Handling extreme continuous slippage: The robust logic of this paper is based on the assumption that “SINS has high accuracy in short time”. If the robot encounters continuous slippage for tens of minutes (such as working in a large area of fluid plastic silt), the drift accumulation of SINS itself will not be effectively corrected over time. Future research can refer to references [29,30] to introduce a slippage prediction model assisted by deep learning, establish a nonlinear mapping between the bottom parameters and the slip rate, so as to achieve direct compensation of the odometry scaling factor, rather than simple weight reduction processing.

Multi-source heterogeneous fusion: At present, the system mainly relies on SINS/OD/Depth. In extremely turbid environments, although vision and DVL are limited, acoustic long baseline (LBL) or ultra-short baseline (USBL) can provide absolute position correction. The Factor Graph Optimization (FGO) framework proposed in references [31,32] has natural advantages in handling multi-rate, asynchronous sensor fusion and loop closure detection, and is a potential direction to replace the traditional Kalman filter architecture.

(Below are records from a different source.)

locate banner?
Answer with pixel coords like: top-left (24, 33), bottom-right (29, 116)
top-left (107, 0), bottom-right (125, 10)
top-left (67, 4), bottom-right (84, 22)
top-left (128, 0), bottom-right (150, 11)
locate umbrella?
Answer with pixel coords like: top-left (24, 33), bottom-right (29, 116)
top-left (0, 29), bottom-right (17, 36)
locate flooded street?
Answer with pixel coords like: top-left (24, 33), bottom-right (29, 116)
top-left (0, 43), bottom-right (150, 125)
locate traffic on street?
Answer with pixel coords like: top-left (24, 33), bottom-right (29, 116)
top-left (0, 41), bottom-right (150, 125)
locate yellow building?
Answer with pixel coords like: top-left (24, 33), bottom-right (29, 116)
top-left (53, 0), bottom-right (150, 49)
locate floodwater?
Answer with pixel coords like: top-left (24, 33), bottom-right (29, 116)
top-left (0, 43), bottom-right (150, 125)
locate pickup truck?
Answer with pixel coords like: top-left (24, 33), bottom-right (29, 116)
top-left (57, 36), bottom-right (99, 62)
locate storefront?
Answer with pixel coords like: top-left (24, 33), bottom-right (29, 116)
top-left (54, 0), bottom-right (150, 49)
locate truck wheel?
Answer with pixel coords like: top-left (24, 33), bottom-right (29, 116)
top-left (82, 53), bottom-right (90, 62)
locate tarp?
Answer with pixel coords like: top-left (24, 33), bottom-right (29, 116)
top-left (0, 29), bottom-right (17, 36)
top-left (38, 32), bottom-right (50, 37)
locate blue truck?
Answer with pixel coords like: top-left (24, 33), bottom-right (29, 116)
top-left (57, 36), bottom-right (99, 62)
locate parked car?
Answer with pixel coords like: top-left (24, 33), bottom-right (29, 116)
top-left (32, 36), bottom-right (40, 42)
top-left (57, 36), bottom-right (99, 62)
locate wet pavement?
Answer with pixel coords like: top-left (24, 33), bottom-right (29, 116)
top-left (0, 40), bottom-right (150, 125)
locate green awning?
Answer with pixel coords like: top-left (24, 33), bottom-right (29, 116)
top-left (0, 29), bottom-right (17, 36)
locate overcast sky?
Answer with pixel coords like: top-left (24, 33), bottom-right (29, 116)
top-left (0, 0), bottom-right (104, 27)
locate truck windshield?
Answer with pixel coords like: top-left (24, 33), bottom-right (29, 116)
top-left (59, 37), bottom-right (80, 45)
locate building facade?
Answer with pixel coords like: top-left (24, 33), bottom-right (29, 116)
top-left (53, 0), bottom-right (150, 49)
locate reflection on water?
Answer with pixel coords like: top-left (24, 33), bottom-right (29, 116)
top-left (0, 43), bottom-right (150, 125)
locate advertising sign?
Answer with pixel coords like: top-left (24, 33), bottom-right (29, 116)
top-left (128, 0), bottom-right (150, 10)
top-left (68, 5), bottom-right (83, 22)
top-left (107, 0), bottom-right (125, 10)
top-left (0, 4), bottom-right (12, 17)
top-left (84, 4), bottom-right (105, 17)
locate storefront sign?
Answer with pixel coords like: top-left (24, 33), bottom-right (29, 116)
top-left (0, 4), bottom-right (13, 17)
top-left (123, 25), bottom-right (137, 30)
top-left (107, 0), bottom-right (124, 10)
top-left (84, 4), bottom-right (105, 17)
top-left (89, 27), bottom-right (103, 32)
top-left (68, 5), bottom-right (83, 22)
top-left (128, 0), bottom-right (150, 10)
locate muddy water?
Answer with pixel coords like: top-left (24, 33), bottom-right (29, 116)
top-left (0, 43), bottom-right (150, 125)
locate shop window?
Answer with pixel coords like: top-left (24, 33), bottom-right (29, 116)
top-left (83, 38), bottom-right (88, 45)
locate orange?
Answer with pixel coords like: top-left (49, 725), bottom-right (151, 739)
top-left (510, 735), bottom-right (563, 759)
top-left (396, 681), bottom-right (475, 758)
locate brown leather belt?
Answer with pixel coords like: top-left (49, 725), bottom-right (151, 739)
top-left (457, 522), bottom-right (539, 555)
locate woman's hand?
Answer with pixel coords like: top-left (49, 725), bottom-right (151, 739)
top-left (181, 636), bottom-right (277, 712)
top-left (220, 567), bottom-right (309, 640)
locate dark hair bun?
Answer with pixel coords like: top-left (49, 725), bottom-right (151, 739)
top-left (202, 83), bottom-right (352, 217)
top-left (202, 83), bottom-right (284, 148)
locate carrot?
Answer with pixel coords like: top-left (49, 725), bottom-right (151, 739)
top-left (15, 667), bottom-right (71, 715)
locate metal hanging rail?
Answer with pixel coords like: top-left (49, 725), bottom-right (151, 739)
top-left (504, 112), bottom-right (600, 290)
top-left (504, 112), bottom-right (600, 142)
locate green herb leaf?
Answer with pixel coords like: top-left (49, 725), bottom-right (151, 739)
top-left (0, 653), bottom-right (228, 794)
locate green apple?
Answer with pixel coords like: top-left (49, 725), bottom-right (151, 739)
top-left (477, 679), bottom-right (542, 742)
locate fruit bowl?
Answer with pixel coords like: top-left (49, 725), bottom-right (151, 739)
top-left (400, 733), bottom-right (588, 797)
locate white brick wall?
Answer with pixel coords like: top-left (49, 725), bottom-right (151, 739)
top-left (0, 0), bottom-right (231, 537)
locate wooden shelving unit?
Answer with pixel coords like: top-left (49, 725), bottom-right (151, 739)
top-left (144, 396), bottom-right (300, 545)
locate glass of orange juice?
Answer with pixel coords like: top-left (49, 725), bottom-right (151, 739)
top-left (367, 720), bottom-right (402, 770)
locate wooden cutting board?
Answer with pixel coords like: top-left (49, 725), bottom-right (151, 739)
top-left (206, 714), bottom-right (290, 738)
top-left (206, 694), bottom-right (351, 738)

Refinement of constraints: The NHC constraints currently used in this paper are relatively basic. In the future, a generalized dynamic constraint including ocean current interference can be constructed by combining fluid dynamics models to further improve the adaptability of the navigation system in complex sea conditions.

In summary, RSRCKF provides an effective engineering solution for robust navigation of seabed drilling robots, but the evolution towards intelligence and full-source fusion is still the only way to achieve all-weather autonomous operation in the deep sea.